Keywords: bone scan index (BSI), imaging biomarker, bone scan, metastatic prostate cancer, analytical validation
Prostate cancer is a bone-tropic cancer, and nearly 85% of patients with fatal prostate cancer are reported to have bone metastases (1). In clinical practice, a bone scan is the most prevalent and cost-effective diagnostic imaging tool to detect the onset of skeletal metastasis in advanced prostate cancer patients (2). However, the clinical utility of on-treatment changes in the bone scans of advanced metastatic prostate patients remains limited, largely because of the lack of a consistent methodology for quantifying changes in bone scans.
The bone scan index (BSI), developed at the Memorial Sloan Kettering Cancer Center, is a fully quantitative analysis of skeletal metastasis in bone scans (3). The BSI represents the tumor burden in a bone scan as a percentage of the total skeletal mass and has shown clinical significance as a prognostic imaging biomarker (4,5). The labor-intensive process of manually calculating the BSI has prevented its widespread adoption in clinical practice.
The image-analysis program developed by EXINI Diagnostics for bone scan imaging automates the BSI calculation (6–8). The scan normalization and the iterative artificial neural network detect hotspots that are suspected metastatic lesions and generate BSI in a significantly shortened time span (<10 s). The automated BSI was shown to correlate with the manual BSI of newly diagnosed prostate cancer patients, and it was independently associated with overall survival (9).
However, the clinical qualification of the automated BSI as an imaging biomarker indicative of the treatment response depends on its analytic performance characteristics, which are yet to be validated. The analytic validation of the automated BSI against a known analytic standard and against the preanalytic variability of the routine bone scan procedure is essential to assess the automated BSI as a standardized quantitative platform for prospective clinical studies.
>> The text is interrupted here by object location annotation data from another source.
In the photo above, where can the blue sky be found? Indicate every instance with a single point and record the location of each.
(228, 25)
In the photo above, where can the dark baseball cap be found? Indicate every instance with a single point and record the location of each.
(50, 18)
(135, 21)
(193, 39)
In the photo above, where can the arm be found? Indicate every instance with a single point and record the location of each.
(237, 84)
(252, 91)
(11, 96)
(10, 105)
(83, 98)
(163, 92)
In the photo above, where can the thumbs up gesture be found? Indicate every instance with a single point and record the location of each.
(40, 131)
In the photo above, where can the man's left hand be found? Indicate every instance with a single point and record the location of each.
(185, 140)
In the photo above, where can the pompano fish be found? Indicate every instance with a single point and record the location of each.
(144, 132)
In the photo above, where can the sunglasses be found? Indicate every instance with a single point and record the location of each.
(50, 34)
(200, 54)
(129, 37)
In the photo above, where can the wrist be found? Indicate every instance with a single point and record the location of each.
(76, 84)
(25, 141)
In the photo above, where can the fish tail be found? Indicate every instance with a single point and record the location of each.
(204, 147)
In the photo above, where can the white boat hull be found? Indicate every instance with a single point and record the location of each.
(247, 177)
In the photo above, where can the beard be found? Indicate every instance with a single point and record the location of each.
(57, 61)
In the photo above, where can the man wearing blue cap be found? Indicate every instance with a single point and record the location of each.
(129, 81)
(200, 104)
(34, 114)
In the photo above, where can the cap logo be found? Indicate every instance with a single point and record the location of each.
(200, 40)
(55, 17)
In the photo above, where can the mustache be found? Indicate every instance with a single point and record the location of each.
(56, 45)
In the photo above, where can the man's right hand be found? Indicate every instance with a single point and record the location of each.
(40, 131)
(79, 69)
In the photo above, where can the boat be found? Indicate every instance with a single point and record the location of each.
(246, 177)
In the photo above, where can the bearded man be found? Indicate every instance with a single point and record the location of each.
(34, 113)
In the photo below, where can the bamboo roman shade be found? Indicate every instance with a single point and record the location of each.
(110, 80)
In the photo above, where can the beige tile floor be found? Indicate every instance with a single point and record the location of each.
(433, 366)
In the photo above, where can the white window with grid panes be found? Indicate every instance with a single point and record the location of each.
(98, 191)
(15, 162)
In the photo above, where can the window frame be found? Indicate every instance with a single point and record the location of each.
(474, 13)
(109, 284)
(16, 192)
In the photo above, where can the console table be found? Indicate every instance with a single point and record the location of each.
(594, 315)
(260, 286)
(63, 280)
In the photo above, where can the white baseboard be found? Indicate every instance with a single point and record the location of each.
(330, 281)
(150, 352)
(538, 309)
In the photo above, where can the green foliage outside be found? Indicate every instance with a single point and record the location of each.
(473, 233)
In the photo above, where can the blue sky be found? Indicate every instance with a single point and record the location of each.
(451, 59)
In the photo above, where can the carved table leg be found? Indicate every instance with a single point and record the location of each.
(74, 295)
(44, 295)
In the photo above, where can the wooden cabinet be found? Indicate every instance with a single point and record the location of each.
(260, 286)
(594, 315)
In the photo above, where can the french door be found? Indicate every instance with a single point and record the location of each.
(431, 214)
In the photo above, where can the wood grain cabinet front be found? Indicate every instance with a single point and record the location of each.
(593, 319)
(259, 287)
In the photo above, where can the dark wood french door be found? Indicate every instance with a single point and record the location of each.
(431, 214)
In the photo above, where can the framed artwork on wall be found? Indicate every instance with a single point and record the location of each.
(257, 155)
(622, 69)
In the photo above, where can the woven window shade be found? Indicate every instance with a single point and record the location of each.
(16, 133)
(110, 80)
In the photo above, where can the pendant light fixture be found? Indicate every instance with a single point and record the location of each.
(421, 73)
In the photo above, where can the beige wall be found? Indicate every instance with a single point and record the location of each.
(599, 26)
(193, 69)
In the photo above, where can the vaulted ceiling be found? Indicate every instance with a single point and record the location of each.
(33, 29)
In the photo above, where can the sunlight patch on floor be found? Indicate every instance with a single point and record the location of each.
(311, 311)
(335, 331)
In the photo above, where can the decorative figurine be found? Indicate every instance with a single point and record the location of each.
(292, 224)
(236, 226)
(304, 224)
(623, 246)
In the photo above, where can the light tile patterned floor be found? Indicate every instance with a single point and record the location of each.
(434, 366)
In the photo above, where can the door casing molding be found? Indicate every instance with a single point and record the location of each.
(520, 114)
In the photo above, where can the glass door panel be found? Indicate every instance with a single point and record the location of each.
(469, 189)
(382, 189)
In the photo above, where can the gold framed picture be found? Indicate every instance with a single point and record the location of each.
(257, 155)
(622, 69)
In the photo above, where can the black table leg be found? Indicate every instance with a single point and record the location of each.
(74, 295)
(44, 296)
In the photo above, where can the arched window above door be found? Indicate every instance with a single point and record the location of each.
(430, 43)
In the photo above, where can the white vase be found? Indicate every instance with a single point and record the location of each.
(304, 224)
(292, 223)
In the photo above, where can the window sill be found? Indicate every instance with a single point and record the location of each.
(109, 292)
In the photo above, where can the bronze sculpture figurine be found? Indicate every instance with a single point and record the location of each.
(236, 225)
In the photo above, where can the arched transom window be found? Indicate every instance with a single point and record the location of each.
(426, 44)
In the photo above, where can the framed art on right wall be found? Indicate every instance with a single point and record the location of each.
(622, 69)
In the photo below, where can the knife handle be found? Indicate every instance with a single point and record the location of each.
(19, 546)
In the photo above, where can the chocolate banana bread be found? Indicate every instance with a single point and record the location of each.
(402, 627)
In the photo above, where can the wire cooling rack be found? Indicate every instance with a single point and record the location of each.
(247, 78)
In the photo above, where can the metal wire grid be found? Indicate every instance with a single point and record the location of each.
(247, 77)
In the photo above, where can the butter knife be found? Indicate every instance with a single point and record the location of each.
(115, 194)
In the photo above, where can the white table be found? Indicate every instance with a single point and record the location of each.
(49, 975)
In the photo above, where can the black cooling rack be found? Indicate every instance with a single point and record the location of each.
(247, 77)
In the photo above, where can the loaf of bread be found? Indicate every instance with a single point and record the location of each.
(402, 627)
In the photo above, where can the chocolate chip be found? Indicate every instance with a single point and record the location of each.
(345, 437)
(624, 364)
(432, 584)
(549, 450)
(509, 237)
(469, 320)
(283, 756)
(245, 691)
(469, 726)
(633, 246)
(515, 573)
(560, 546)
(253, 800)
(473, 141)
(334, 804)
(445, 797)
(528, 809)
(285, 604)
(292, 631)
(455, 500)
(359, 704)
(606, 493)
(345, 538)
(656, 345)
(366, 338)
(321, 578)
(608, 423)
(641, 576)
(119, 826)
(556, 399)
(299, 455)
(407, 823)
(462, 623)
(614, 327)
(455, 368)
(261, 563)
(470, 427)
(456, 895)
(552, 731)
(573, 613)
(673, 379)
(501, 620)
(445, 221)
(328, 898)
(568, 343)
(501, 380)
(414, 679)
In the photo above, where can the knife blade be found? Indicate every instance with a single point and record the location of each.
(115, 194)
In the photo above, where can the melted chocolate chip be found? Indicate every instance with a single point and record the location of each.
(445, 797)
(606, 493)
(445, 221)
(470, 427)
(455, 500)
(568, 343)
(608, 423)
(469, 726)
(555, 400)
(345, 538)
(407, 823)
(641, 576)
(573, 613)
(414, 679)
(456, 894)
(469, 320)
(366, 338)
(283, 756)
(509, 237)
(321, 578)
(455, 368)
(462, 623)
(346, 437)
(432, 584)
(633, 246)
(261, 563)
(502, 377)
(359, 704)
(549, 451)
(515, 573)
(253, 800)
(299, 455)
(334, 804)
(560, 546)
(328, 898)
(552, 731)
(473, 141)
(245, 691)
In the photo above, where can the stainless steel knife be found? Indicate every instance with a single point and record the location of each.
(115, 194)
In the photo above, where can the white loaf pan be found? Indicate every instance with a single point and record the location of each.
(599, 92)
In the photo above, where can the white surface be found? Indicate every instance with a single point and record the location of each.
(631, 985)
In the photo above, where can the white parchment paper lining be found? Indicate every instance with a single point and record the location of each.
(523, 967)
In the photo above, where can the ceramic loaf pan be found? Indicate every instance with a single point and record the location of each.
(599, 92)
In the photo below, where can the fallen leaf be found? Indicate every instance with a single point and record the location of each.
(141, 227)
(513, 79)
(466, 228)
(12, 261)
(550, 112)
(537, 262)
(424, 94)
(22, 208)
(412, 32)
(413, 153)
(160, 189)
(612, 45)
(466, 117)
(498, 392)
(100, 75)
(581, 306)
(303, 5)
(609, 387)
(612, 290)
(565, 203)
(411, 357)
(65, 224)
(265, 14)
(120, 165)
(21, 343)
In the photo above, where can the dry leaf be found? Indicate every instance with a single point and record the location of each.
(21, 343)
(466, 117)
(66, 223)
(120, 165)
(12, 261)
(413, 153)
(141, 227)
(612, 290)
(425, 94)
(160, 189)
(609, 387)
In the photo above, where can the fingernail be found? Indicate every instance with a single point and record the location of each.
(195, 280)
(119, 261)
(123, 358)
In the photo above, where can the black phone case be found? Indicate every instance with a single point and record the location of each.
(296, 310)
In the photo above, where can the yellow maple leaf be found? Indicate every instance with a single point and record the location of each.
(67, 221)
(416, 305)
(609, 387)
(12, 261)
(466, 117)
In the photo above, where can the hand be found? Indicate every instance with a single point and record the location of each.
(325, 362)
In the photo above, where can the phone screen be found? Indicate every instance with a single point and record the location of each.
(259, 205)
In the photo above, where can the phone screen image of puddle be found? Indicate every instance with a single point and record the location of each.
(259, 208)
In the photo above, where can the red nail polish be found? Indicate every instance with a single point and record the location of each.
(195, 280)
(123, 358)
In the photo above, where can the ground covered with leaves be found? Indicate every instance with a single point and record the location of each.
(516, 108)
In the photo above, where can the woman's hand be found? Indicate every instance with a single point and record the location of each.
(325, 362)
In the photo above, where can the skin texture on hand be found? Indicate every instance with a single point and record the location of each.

We have performed analytic studies that incorporate computer simulations and clinical patients to evaluate the accuracy, precision, and reproducibility of the automated BSI. We hypothesized that with minimal manual supervision, the automated BSI could standardize the quantitative changes in bone scans of patients with metastatic prostate cancer.
MATERIALS AND METHODS
Study Design
Three analytic studies were performed to evaluate the performance characteristics of the automated BSI. The predefined objectives and endpoint analysis for each of the studies are summarized in Table 1. The overall aim of the studies was to test the hypothesis that the automated BSI can standardize quantitative changes in bone scans. Ethical permission and individual patient consent were obtained.
TABLE 1.
Analytic study | Objective | Design | Endpoint |
---|---|---|---|
Simulation study | Accuracy and precision | Simulation of bone scans with known phantom BSI as analytic standard | Measuring automated BSI against phantom BSI |
Repeat bone scan study | Reproducibility | Metastatic patients with repeat bone scans | Measuring difference between 2 automated BSI interpretations |
Follow-up bone scan study | Interobserver variability | Metastatic patients with 2 routine follow-up clinical bone scans | Measuring observer agreement in assessing automated BSI change |
Simulation Study
The objective of the simulation study was to assess the accuracy and precision of the automated BSI against the known tumor burdens of the simulated bone scans.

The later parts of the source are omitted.